Simulations of closed timelike curves

TL;DR

This paper compares different models of closed timelike curves (CTCs), showing their equivalences and proposing methods to simulate them using quantum computers, which could enable experimental tests and clarify theoretical ambiguities.

Contribution

It proves the physical equivalence of T-CTCs and P-CTCs, and introduces a quantum simulation method for Deutschian CTCs with feasible overhead.

Findings

T-CTCs are equivalent to P-CTCs in simulation and information processing.

Quantum computers can simulate Deutschian CTCs with reasonable overhead in some cases.

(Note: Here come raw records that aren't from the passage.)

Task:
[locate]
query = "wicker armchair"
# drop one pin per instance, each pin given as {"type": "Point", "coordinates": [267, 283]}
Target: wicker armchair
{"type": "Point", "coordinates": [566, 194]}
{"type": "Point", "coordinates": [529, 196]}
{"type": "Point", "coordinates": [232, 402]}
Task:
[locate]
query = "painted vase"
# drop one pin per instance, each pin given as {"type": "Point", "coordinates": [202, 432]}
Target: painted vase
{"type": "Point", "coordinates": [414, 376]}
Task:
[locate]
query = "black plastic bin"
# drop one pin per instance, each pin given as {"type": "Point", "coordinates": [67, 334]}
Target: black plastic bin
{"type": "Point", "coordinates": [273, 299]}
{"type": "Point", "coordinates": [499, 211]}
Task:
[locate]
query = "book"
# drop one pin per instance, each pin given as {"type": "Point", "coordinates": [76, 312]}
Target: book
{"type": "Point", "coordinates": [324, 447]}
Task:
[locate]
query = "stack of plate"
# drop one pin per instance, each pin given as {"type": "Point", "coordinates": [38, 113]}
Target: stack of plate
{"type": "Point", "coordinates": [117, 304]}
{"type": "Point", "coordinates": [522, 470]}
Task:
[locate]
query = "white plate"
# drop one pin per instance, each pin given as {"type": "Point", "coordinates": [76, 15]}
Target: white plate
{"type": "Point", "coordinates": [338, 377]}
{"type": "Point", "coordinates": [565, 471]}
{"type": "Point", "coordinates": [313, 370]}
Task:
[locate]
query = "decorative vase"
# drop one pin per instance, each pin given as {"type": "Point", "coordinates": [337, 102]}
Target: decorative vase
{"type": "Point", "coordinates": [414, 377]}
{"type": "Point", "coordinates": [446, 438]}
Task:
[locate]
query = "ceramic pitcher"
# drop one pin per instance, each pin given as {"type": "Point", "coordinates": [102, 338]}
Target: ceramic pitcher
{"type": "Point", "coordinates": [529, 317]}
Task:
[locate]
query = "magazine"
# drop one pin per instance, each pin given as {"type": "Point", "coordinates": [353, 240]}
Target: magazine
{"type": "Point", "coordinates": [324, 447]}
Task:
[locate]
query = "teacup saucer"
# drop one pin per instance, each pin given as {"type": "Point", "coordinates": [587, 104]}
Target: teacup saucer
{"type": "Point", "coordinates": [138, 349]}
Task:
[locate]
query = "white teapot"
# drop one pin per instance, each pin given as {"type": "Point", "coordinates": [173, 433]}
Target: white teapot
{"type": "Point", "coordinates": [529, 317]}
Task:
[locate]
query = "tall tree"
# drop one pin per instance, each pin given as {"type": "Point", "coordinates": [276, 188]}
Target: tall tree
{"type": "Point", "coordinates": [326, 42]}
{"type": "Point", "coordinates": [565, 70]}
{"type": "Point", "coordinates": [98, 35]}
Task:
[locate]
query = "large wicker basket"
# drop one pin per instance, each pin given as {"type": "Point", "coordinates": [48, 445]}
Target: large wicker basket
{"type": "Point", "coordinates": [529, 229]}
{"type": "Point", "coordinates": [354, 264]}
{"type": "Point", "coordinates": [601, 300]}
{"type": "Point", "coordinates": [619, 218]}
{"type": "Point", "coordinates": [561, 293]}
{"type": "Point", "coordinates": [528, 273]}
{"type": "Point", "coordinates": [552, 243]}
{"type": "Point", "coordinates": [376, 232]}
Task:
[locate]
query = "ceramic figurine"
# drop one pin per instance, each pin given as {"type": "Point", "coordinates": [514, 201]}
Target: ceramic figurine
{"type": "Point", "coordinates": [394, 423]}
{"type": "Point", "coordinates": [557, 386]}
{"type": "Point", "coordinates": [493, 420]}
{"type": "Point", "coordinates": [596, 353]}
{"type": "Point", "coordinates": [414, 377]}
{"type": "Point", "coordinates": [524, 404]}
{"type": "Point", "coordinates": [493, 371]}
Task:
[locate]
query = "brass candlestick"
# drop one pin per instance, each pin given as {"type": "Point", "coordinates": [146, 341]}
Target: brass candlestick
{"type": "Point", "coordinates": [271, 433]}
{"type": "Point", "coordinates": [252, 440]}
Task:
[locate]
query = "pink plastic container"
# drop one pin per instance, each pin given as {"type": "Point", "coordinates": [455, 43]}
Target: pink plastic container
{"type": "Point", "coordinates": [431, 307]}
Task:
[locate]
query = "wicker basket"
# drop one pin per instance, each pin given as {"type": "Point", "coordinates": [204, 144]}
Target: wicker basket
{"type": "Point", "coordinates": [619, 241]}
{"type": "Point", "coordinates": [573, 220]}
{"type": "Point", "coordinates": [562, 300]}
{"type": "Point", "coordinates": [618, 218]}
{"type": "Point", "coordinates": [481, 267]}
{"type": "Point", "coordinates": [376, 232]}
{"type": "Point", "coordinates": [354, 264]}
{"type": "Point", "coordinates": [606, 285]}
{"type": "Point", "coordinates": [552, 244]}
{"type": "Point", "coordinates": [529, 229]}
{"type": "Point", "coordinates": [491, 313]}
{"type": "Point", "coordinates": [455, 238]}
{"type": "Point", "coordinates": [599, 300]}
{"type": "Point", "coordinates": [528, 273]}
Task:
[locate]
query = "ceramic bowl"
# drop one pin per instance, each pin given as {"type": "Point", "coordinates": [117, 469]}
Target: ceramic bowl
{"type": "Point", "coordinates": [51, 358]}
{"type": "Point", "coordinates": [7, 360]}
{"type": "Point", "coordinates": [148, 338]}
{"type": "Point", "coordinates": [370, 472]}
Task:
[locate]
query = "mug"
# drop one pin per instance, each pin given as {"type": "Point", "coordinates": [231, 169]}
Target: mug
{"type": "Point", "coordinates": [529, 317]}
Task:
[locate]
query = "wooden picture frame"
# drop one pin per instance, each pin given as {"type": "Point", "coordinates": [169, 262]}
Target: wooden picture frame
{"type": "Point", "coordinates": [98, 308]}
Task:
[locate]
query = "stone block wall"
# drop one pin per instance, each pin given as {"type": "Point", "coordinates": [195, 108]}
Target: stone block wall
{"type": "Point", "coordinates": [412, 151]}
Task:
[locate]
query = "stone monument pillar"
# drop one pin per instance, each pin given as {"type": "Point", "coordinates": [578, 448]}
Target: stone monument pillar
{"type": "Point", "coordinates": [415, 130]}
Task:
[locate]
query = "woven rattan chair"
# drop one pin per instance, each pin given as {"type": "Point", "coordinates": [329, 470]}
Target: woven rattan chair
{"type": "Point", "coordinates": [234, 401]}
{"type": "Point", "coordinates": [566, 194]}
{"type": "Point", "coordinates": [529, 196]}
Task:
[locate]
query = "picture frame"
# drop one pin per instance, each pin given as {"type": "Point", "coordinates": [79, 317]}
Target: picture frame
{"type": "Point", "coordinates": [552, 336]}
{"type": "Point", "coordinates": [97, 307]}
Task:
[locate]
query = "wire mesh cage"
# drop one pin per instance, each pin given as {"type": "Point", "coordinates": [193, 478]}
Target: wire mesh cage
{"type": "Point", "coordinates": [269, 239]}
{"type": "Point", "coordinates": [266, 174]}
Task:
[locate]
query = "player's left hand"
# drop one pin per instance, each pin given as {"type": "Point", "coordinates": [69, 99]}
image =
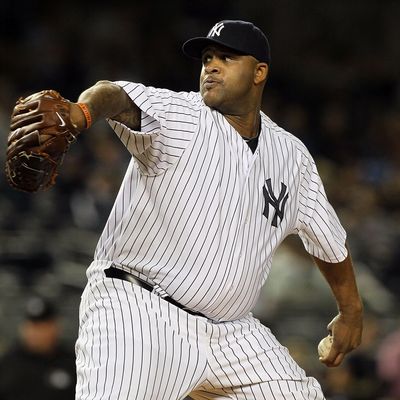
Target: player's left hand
{"type": "Point", "coordinates": [41, 132]}
{"type": "Point", "coordinates": [346, 332]}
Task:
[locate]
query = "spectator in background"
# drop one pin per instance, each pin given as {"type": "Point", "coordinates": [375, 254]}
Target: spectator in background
{"type": "Point", "coordinates": [388, 359]}
{"type": "Point", "coordinates": [38, 367]}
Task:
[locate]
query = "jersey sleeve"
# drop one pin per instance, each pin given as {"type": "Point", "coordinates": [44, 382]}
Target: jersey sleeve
{"type": "Point", "coordinates": [168, 122]}
{"type": "Point", "coordinates": [318, 224]}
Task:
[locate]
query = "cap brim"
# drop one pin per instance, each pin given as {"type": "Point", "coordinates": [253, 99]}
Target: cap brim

An explicit maximum-entropy state for CTC systems is provided.

Abstract

Proposed models of closed timelike curves (CTCs) have been shown to enable powerful information-processing protocols. We examine the simulation of models of CTCs both by other models of CTCs and by physical systems without access to CTCs. We prove that the recently proposed transition probability CTCs (T-CTCs) are physically equivalent to postselection CTCs (P-CTCs), in the sense that one model can simulate the other with reasonable overhead. As a consequence, their information-processing capabilities are equivalent. We also describe a method for quantum computers to simulate Deutschian CTCs (but with a reasonable overhead only in some cases). In cases for which the overhead is reasonable, it might be possible to perform the simulation in a table-top experiment. This approach has the benefit of resolving some ambiguities associated with the equivalent circuit model of Ralph et al. Furthermore, we provide an explicit form for the state of the CTC system such that it is a maximum-entropy state, as prescribed by Deutsch.